Nose breathing reduces breathing rate and volume, which limits the amount of CO2 lost through the breath. That’s partly because breathing through your nostrils increases air resistance by up to 50%. (Yes, this technically makes breathing harder.)
Research even shows that your heart rate increases with nose breathing during intense exercise. (That makes nose breathing a no-go for people with cardiovascular issues.)
But the added air resistance allows for increased oxygen delivery to the bloodstream, says George Dallam, Ph.D., a professor in the Department of Exercise Science, Health Promotion and Recreation at Colorado State University, Pueblo. Paradoxically, this makes nose breathing much more efficient than mouth breathing in certain cases.
To be fair, some studies show no difference between mouth breathing and nose breathing for power and performance. Christine Luff, a certified personal trainer and running coach, says she prefers a mix for optimum performance.
“Breathing in only through your nose means you’re not maximizing your oxygen intake,” she says. “This may slow you down and make you feel fatigued sooner than if you were breathing in through your nose and mouth.”
Luff has found that relying solely on nose breathing may also increase your risk of getting side stitches.
Dallam, who is also a triathlon coach, is on Team Nose Breathing. He says that any dips in performance happen because you haven’t adapted yet. (He says it gets better over time, usually six months, in his experience.)
“The basic scientific reason people presume you can’t do the same amount of work nasally is because you can’t increase your ventilation as much as mouth breathing,” he says.
But in the studies Dallam has conducted, he says that you extract more oxygen through the nose than the mouth.
“We see that the downstream oxygen is reduced, which means you’re pulling more oxygen out through nose breathing,” he says.
What Are Some Breathing Techniques You Should Use When Exercising?
1. Practice deep belly breathing.
“Deep belly breathing is the most efficient and effective way to breathe when running,” says Luff, adding that it may help you avoid annoying side stitches, too. “Take deep breaths in through your mouth and nose, which allows you to get the most oxygen.”
As you’re breathing in, Luff says to push your stomach out while pushing down and out with your diaphragm. Then exhale fully through your mouth.
2. Give yourself time to learn nose breathing.
Even though Dallam runs faster as nose breather, starting out was tough. Cut yourself some slack if you’re slowing down.
“I felt like I wasn’t getting enough air, which all human beings do at first,” he says. “But I also found that, in giving it time, I was able to feel comfortable at higher and higher levels, and eventually at all levels.”

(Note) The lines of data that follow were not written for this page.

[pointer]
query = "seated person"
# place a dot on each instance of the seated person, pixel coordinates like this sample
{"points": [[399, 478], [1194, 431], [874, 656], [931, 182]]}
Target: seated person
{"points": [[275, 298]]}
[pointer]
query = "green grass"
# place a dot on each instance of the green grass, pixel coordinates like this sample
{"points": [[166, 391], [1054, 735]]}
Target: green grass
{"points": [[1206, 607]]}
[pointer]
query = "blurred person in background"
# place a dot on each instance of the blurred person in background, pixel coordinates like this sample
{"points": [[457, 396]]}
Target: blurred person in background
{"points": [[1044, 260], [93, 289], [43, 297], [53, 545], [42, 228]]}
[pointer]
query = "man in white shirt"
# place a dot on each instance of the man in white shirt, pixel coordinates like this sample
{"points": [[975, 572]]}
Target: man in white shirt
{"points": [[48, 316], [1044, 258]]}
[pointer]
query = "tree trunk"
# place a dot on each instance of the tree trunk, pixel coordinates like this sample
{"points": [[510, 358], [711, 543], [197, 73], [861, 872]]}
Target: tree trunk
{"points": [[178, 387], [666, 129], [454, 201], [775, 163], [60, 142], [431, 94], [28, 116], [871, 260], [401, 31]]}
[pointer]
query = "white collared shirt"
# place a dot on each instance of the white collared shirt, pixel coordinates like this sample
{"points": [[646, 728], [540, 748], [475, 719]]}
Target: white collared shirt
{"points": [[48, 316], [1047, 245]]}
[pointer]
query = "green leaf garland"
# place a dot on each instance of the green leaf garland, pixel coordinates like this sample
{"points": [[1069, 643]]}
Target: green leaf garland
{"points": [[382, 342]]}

Dallam says he won’t go back to mouth breathing. “If you keep practicing, over time your body downregulates its response to increasing CO2 levels,” he says, and it starts to sense that more CO2 is normal, so you get more comfortable.
Don’t try to overdo it the first few weeks and months. Instead, he says to slow your “volume of aerobic work to a point where you can breathe nasally without undue air hunger,” he says, which speeds up the adaptation process.
For most people, this means hovering at around 60% to 70% of your max effort, with limited bursts at full intensity. Dallam also recommends holding water in your mouth, “which allows you to breathe nasally without the need to constantly monitor yourself.”
3. Train yourself with box breathing.
Deep belly breathing is also known as diaphragmatic breathing. Habitual mouth breathers forget how to use the diaphragm because they didn’t need it. (Smaller chest muscles are sufficient to draw in air through the mouth.)
Francheska Martinez, a certified personal trainer, recommends this simple box-breathing technique to train your diaphragm:
1. Inhale for a count of 4.
2. Hold for a count of 2.
3. Exhale for a count of 4.
3. Hold for a count of 2.
You can practice this anywhere, anytime. It’s an easy stress-relieving breathing technique, too.
By breathing with your belly instead of your chest, you strengthen the diaphragm. “This allows you to breathe effectively and easily through your nose,” Martinez says.